I now reviewed the circumstances which had triggered the rejection. The first Mrs Aysgarth had died; Christian had suffered such an emotional upheaval that he had wound up far off-course, and his father’s crass involvement with Dido had ensured that Christian had never recovered his spiritual bearings. That didn’t mean the call from God had ceased to exist. It merely meant that Christian had been too maimed to respond to it. Instead of responding, aiming to express the blueprint of his personality in a life which fulfilled all his God-given potential, he had turned aside, driven on by his erratic, damaged ego, and invested many years living what he had at last come to realise was an inauthentic existence, a life which divorced him from his true self. It would have been at this point that he would have become aware of the force pressing on his psyche, the force which wanted to unite him with his true self, the force which was the immanent God whose spark lay buried deep in his unconscious mind.

The unconscious mind is uncharted territory; we know it · exists but most of the time we only know a fraction of what goes on there and it takes a great deal of time and effort, as all psychoanalysts know, to try to discern more than this dimly glimpsed fragment.
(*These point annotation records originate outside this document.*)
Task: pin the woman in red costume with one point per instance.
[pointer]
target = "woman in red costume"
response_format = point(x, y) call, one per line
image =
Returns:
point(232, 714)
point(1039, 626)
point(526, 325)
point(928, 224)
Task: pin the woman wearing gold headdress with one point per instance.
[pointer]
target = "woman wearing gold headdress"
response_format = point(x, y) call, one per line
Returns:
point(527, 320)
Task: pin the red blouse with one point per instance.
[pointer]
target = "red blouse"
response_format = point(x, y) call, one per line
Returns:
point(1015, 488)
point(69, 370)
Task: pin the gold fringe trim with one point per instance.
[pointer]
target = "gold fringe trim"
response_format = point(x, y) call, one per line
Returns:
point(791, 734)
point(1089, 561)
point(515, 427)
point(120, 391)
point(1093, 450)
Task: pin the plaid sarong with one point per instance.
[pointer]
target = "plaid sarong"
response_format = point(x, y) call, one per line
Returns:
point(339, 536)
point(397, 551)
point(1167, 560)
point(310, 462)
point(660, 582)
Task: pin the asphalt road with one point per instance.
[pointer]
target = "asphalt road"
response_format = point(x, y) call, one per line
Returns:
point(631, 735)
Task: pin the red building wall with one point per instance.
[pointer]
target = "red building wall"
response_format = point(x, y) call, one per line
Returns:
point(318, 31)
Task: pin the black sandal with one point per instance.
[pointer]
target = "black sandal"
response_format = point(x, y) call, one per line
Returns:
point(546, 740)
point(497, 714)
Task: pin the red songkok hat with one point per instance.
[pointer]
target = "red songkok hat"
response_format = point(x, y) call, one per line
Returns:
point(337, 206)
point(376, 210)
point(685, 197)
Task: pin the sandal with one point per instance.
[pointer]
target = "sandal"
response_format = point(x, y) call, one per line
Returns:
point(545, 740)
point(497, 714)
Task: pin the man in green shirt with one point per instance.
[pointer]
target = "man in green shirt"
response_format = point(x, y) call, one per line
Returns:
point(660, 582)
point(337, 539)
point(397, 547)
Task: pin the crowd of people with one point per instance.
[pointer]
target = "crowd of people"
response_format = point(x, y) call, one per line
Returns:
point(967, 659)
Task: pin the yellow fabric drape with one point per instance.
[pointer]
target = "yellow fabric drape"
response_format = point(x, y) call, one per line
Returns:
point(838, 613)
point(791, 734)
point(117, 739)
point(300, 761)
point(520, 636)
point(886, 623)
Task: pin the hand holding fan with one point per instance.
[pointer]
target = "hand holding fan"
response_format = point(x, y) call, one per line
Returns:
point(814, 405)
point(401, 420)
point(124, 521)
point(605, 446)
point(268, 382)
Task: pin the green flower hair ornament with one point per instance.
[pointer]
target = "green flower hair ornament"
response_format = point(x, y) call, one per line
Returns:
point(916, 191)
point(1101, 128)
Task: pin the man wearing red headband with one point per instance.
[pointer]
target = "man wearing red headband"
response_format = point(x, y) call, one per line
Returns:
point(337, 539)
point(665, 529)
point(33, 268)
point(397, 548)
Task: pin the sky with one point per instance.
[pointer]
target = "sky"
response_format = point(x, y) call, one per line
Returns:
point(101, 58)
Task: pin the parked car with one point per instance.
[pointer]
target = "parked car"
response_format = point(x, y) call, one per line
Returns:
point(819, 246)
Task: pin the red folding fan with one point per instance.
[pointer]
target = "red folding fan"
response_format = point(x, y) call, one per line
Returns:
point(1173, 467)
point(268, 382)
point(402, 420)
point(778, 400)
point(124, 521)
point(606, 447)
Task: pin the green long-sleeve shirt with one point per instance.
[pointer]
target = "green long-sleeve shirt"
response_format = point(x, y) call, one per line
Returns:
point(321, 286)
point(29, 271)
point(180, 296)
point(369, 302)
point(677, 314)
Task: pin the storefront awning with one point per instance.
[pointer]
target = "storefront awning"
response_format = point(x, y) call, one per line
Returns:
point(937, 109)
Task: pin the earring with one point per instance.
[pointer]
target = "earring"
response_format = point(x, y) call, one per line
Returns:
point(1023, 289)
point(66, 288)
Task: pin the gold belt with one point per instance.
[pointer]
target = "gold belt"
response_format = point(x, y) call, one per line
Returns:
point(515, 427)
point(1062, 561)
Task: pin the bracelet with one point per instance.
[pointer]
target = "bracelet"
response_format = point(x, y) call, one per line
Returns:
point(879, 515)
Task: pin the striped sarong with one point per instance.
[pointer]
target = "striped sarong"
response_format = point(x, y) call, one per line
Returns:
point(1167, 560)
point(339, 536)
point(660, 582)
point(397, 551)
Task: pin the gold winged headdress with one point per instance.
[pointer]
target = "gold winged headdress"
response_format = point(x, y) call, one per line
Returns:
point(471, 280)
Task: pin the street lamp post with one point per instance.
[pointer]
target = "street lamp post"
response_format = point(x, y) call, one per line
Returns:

Yet when our conscious minds are troubled we know we must try to perceive this uncharted territory more clearly – and this axiom of modern psychology isn’t so innovative as most people think. The medieval mystics were well aware that the way to control the dark forces of the unconscious was to expose them to the light of knowledge; they knew as well as any modern psychoanalyst that the road to spiritualand emotional health begins with the task of knowing oneself – and knowing not just the ego but the inner self beyond.

‘Swink and sweat in all that thou canst and mayest,’ wrote the anonymous fourteenth-century author of the spiritual classic,
The Cloud of Unknowing,
‘for to get thee a true knowing and feeling of thyself as thou art. And then, I trow, soon after that thou wilt get thee a true knowing and feeling of God as He is.’

That writer certainly realised that the quest for God is a quest for psychic integration, a wholeness which allows the ego to be subjugated, the true self to triumph and the entire personality, conscious and unconscious, to be open to and at one with God’s will and God’s love. This wholeness, as I had tried to explain without success to Norman, was the unique feature of Jesus Christ. He had achieved perfect integration, something not possible in this world for human beings doomed to be imperfect; all we can do on this side of the grave is embark on that road to fulfilment and hope to travel as far as possible, but Jesus had already arrived. He was all-of-a-piece. His psyche was entirely harmonised, the ego seamlessly interwoven with his inner self. He was, as the religious language puts it, ‘wholly at one with the Father.’